Ulysses the Brilliant Jackass


In the ninth grade, my Uncle Bob and Aunt Hester returned to the Philippines for six months to care for Hester’s ailing father, while I stayed at home with the world’s most brilliant jackass.  His name was Ulysses, and he was technically a donkey, but our family always referred to the breed by the other name.  It was just more fun to say.

Equus asinus asinus, aka the burro, Ulysses was a local celebrity around my late parents’ apple farm.  Every fourth grade class took a field trip to Quercetin Farms, and every field trip got hitched to Ulysses hay wagon to visit the “last year trees” which would soon be taken out of production.  Inevitably, a student would ask my father the name of his donkey.   “Ulysses, dear...” my father would answer, “...and he’s a brilliant jackass.”

Each year, another group of Mrs.

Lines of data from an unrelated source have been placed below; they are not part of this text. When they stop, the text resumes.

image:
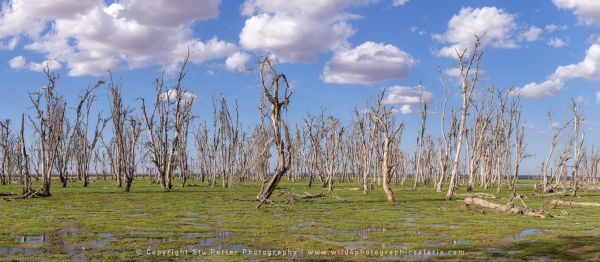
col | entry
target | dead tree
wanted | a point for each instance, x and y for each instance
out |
(270, 80)
(419, 174)
(132, 135)
(315, 129)
(555, 136)
(516, 110)
(49, 118)
(6, 152)
(577, 143)
(389, 133)
(333, 147)
(116, 147)
(84, 146)
(468, 82)
(363, 153)
(164, 134)
(27, 190)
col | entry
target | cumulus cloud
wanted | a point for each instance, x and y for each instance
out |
(171, 95)
(532, 34)
(588, 69)
(399, 2)
(554, 27)
(237, 62)
(497, 28)
(406, 110)
(297, 30)
(407, 95)
(556, 42)
(367, 63)
(19, 62)
(587, 11)
(90, 36)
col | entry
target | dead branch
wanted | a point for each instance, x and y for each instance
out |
(510, 209)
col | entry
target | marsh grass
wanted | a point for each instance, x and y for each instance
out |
(101, 222)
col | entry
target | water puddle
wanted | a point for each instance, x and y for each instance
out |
(30, 239)
(523, 234)
(360, 244)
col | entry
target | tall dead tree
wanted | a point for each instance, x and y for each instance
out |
(25, 160)
(5, 171)
(270, 81)
(577, 143)
(333, 148)
(165, 134)
(468, 82)
(389, 133)
(557, 132)
(84, 146)
(132, 135)
(116, 147)
(49, 118)
(516, 110)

Anderson’s fourth graders would marvel at him.  Area graduates recalled Ulysses climbing onto the school bus in order to open the emergency exit and walk off onto our loading dock.  My father had trained him to bring up the paper up from the township road, and Ulysses faithfully delivered to the porch in return for an apple slice and a thank you.  He stomped his hoof to answer simple math problems:  “Ulysses, how many bushels are on the table?”  Clop, clop, clop, clop.  “That’s right, four!  Now if I fed you one, how many would be left?”  Clop, clop, clop.  “Right again!”  He’d even been written up in a special feature in the Star Ledger by a visiting North Jersey reporter whose family farm bordered our own.

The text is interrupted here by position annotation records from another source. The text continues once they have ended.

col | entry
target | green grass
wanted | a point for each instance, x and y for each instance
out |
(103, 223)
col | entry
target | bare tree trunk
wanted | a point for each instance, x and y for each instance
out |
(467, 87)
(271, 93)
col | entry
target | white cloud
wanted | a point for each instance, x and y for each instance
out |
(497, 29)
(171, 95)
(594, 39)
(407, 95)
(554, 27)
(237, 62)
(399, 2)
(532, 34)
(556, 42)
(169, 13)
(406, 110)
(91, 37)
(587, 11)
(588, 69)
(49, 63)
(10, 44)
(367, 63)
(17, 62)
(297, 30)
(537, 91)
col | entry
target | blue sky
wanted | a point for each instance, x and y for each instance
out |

Aside from a long list of parlor tricks, Ulysses had the innate ability to pick the losing contender from a pair of potential candidates.  The spring Top Gun came out, we all laughed at Val Kilmer’s “Iceman” macho character clicking and baring his teeth at Maverick, and we’d spent the next eight weeks clicking our own teeth together and calling each other a loser.  Along the way, we noticed Ulysses began clicking his own teeth together in fake bite--every time one of us said the word “loser.”  

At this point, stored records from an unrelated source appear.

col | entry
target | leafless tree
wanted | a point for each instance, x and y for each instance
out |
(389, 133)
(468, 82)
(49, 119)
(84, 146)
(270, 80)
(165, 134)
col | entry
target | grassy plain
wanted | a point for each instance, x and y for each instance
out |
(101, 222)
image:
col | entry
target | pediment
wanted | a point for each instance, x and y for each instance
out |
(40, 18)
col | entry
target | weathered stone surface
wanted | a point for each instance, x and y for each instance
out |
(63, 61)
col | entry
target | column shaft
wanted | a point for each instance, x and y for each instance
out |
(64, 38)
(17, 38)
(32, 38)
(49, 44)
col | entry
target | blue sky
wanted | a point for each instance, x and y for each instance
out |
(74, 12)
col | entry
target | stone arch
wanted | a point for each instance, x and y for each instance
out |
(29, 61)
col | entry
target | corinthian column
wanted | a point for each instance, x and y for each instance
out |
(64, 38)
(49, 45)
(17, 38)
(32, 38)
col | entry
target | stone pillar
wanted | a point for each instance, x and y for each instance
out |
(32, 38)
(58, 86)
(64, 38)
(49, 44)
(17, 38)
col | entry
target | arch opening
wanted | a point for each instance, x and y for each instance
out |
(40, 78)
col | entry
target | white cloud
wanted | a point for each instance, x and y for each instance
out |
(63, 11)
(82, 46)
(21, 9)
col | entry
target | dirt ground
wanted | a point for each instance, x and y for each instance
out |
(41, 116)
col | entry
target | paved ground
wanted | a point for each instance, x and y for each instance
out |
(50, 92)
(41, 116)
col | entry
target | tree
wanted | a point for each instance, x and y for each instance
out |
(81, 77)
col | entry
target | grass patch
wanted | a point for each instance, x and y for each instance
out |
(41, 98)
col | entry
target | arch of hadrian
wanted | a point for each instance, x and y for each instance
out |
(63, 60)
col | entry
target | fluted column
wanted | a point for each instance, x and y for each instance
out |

One afternoon, we asked Ulysses who would lose in a bike race--me or my childhood friend Carl--and Ulysses clicked his teeth at Carl.  20 minutes and a lap around the farm later, the jackass started a winning streak that didn’t end for the next 14 years.

Ulysses started his guessing locally by calling the results of a local mayor’s race, successfully picking a crusty old farmer named Willard as the loser.  He was flawless in picking local football teams, gained notoriety calling the Patriot’s one-and-fifteen losing record in 1990, and correctly picked the losing candidates from Dukakis, Bush Sr. and Dole.  Only in 2000 did his record become flawed, but at least he was in good company.  Most of the country thought Bush Jr. was a loser, too.  

This summer, I spent a few weeks back east at Bob and Hester’s, recovering between treatments and catching up on Bob’s first year of retirement.  We spent a few afternoons on the farm, trading watercolor techniques and marveling at effectiveness of the near invisible hearing aids Bob now wears.  On our last day together, I visited Ulysses, still hanging on around the farm in his golden years.  Old, feeble, and near his final days, his long bristly ears still perked up when he heard my voice, and he clicked his teeth twice at me right off.  

“Hey old timer, I haven’t even asked you my question yet,” I objected, but he only clicked his teeth at me again.  I’d planned on asking him who he’d pick as the loser between me and my cancer, but instead stopped and thought better of it.  Ulysses is, after all, still a jackass.